História do Grito - Trata-se do principal evento da agenda do movimento sindical do campo, reúne milhares de trabalhadores e das trabalhadoras rurais de todo o país em Brasília. O Grito da Terra Brasil é uma mobilização promovida pela Contag e apoiada pelas Fetags e pelos STTR’s e possui um caráter reivindicatório. É por essa razão que a manifestação pode ser considerada como uma espécie de data-base dos agricultores familiares, dos trabalhadores sem-terra e dos assalariados e das assalariadas rurais brasileiras.

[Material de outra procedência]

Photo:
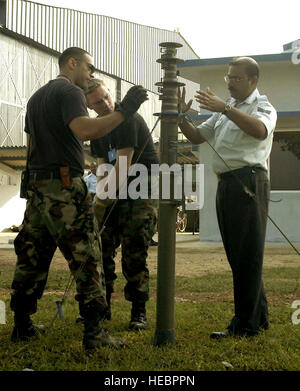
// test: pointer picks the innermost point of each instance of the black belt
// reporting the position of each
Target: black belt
(240, 172)
(40, 175)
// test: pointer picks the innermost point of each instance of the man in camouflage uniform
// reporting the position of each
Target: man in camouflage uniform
(132, 222)
(59, 208)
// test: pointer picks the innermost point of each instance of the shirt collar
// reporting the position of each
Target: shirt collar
(251, 98)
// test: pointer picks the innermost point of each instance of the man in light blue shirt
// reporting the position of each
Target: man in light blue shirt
(241, 133)
(91, 179)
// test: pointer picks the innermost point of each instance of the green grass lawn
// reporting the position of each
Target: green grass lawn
(202, 305)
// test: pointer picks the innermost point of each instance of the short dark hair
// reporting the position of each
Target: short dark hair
(93, 84)
(251, 66)
(70, 52)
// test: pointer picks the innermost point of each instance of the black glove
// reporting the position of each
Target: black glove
(133, 100)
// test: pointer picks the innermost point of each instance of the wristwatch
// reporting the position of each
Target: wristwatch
(227, 108)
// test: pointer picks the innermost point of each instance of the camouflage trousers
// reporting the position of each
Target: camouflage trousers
(57, 217)
(131, 224)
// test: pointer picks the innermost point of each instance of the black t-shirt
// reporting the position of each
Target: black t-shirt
(133, 132)
(49, 112)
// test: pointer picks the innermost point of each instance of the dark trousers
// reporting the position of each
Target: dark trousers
(242, 224)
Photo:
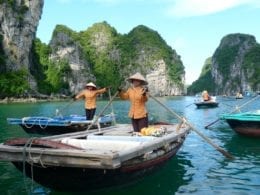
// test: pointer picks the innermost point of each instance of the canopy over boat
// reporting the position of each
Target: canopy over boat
(247, 123)
(246, 116)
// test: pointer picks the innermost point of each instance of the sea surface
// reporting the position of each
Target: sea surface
(196, 169)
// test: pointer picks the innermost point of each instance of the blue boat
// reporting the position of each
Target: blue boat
(200, 103)
(247, 123)
(59, 124)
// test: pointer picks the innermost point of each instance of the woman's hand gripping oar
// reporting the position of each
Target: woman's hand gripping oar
(102, 111)
(236, 109)
(221, 150)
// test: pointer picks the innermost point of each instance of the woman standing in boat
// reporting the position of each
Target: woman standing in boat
(205, 96)
(90, 94)
(137, 95)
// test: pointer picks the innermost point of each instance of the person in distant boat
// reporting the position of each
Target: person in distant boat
(137, 95)
(90, 94)
(205, 96)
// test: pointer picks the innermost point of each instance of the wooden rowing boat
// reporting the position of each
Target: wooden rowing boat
(247, 123)
(58, 124)
(206, 104)
(93, 159)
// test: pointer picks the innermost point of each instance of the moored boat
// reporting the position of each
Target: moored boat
(247, 123)
(200, 103)
(93, 160)
(59, 124)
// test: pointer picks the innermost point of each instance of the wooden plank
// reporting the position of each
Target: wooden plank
(150, 146)
(61, 158)
(64, 161)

O primeiro Grito da Terra Brasil foi organizado em 1995 e teve como saldo imediato a criação de uma linha de crédito no valor de R$ 1,5 milhão para a agricultura familiar. Desde então, as Fetags também promovem os Gritos da Terra Estaduais, que negociam com os governos estaduais a pauta de reivindicações dos trabalhadores e das trabalhadoras rurais.

A série de dez Gritos da Terra Brasil rendeu importantes conquistas para os trabalhadores e trabalhadoras rurais, a exemplo da criação do Programa Nacional de Fortalecimento da Agricultura Familiar (Pronaf); da desapropriação de cerca de mil áreas que já beneficiaram mais de 80 mil famílias; da concessão de cerca de 500 mil benefícios previdenciários rurais represados no INSS; e da melhoria das condições de trabalho dos assalariados e das assalariadas rurais. O aumento sucessivo dos recursos do Pronaf é resultado direto das negociações da Contag com o governo federal durante as mobilizações do Grito da Terra Brasil.

A pauta do Grito da Terra Brasil é ampla e reúne reivindicações relativas às políticas agrícolas (assistência técnica, crédito), à reforma agrária (desapropriação de terras e criação e manutenção de assentamentos), às questões salariais (cumprimento e ampliação das leis trabalhistas) e às políticas sociais (saúde, previdência, educação e assistência social). A mobilização também defende os interesses das mulheres trabalhadoras rurais e da juventude rural.

O Grito da Terra Brasil se transformou em instrumento de fundamental importância para a implementação do projeto alternativo de desenvolvimento rural sustentado (PADRS), desde sua formulação e após sua aprovação, em 1998.